At present, a whole life insurance business has grown up around the practice of conducting life settlements. According to one firm’s numbers, there were polices valued in excess of $10 billion were sold in 2009. It’s a pretty big business at this point. But, you still don’t know if doing a life settlement is a smart idea.
Well, in theory, there is nothing wrong with them. What you’re doing is selling that future payout in exchange for a one-time, immediate cash payout. Once you die, the individual or company who ended up buying your policy will get the insurance payout. Yet, selling a policy really isn’t as simple as you might think. If you’ve been thinking about doing it, you need to spend some researching the option before committing to a life settlement.
There is a lot of speculation about whether these settlements are smart options or not from those in the financial sector. It’s not something to enter into lightly. There are some questions about how stable the market for life settlements really is, and whether you can feel confident about the value of a given policy under these conditions.
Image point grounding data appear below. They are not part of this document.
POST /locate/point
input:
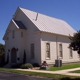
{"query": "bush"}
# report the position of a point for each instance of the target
(26, 66)
(16, 65)
(36, 65)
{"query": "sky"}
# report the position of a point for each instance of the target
(67, 10)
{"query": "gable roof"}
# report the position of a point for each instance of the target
(48, 24)
(19, 24)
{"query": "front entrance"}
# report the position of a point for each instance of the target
(13, 55)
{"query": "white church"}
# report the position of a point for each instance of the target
(41, 37)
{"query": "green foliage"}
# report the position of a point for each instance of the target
(26, 66)
(75, 42)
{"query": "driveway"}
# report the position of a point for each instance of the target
(14, 76)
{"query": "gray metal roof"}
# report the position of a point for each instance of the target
(19, 24)
(49, 24)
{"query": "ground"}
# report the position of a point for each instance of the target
(14, 76)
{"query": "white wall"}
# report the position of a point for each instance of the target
(51, 38)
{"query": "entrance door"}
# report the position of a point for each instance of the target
(13, 55)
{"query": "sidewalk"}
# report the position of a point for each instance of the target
(63, 72)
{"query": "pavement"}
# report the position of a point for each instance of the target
(63, 72)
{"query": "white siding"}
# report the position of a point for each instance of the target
(53, 51)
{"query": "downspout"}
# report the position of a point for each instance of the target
(57, 46)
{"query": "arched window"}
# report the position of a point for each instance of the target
(71, 53)
(47, 50)
(60, 51)
(13, 34)
(32, 51)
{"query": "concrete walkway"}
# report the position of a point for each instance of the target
(63, 72)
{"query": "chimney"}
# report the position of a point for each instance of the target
(36, 17)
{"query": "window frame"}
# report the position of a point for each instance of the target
(13, 34)
(60, 51)
(32, 51)
(48, 50)
(21, 34)
(70, 53)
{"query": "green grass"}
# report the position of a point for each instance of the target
(67, 66)
(55, 76)
(76, 71)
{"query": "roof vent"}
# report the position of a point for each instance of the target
(36, 17)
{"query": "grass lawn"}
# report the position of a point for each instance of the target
(76, 71)
(66, 66)
(54, 76)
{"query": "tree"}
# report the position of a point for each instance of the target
(75, 42)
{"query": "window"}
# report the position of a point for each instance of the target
(21, 34)
(13, 34)
(60, 51)
(71, 53)
(32, 51)
(47, 50)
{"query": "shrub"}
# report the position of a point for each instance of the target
(36, 65)
(26, 66)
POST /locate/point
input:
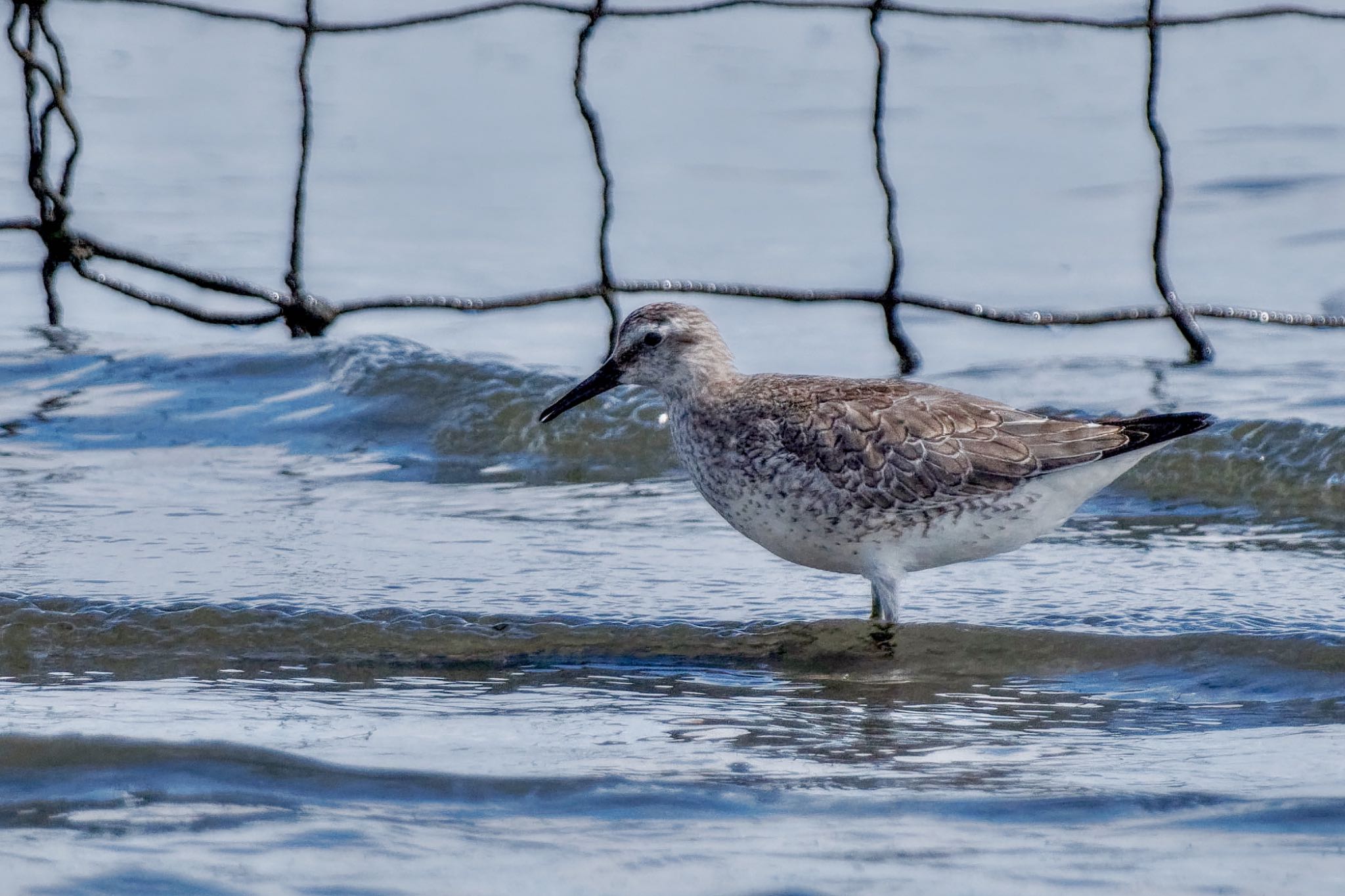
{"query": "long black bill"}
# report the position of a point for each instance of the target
(603, 379)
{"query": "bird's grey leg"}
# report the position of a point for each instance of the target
(884, 584)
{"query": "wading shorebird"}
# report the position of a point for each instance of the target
(871, 477)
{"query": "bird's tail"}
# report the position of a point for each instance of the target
(1145, 431)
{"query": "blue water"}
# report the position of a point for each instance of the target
(340, 617)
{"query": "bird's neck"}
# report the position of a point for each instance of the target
(704, 377)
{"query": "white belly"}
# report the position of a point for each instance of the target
(808, 530)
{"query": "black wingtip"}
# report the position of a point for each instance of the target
(1142, 431)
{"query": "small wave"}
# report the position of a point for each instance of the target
(426, 414)
(118, 786)
(45, 634)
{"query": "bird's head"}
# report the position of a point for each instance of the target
(673, 349)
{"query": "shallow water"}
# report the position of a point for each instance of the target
(340, 617)
(272, 608)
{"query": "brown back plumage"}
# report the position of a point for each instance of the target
(896, 442)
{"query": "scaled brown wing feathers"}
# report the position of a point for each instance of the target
(899, 445)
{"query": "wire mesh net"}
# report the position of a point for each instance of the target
(54, 144)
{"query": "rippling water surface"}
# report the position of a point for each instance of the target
(271, 608)
(340, 617)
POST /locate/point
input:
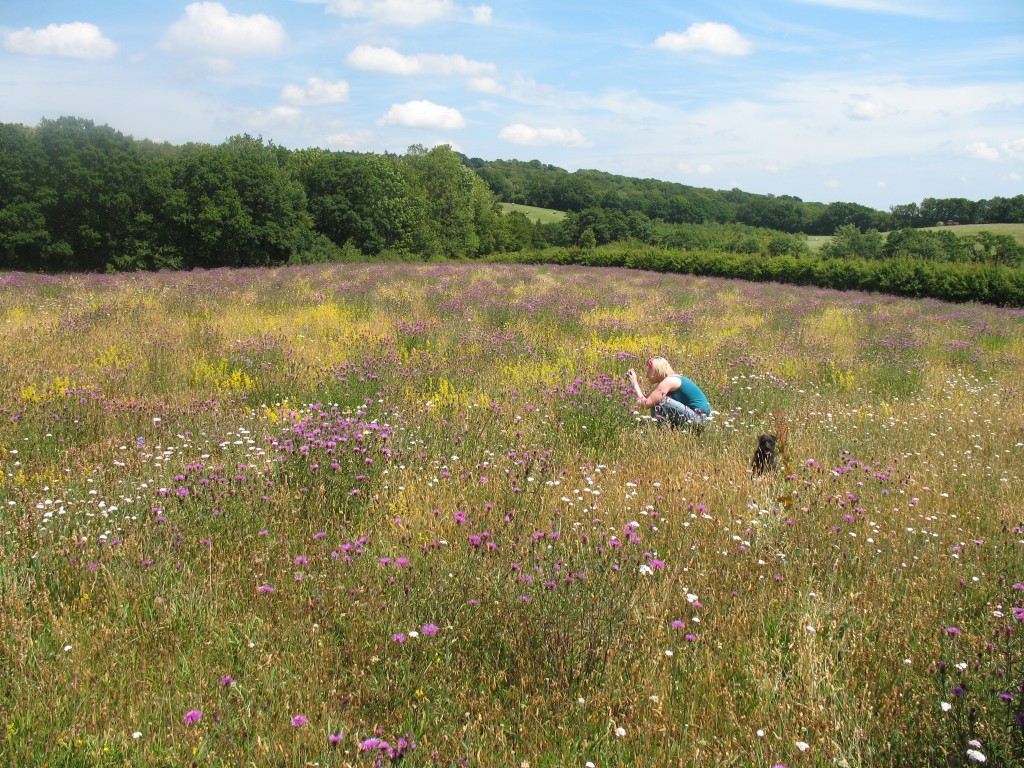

Of course, when you consider the economic troubles plaguing the country you can see why the life settlement business has been enjoying a small boom due to an overwhelming buyer’s market. Average returns on investments have been around 10 to 12% annually – if you can get that kind of percentage.
Others cite the hefty fees and expenses associated with pursuing a life settlement. Broker’s fees, the buyer’s broker, paperwork, calculating estimates of life expectancy for policyholders, etc. The buyer, naturally, will be taking on the bulk of the costs associated with paying future premiums.
So, should you sell your life insurance policy?
It is certainly the case that selling one makes sense if there is a legitimate financial need and all other sources have been exhausted, or the family cannot afford to maintain the premiums. I really is something you have to investigate before taking the plunge. There is no reason to do it if you can think of better ways to take care of financial issues.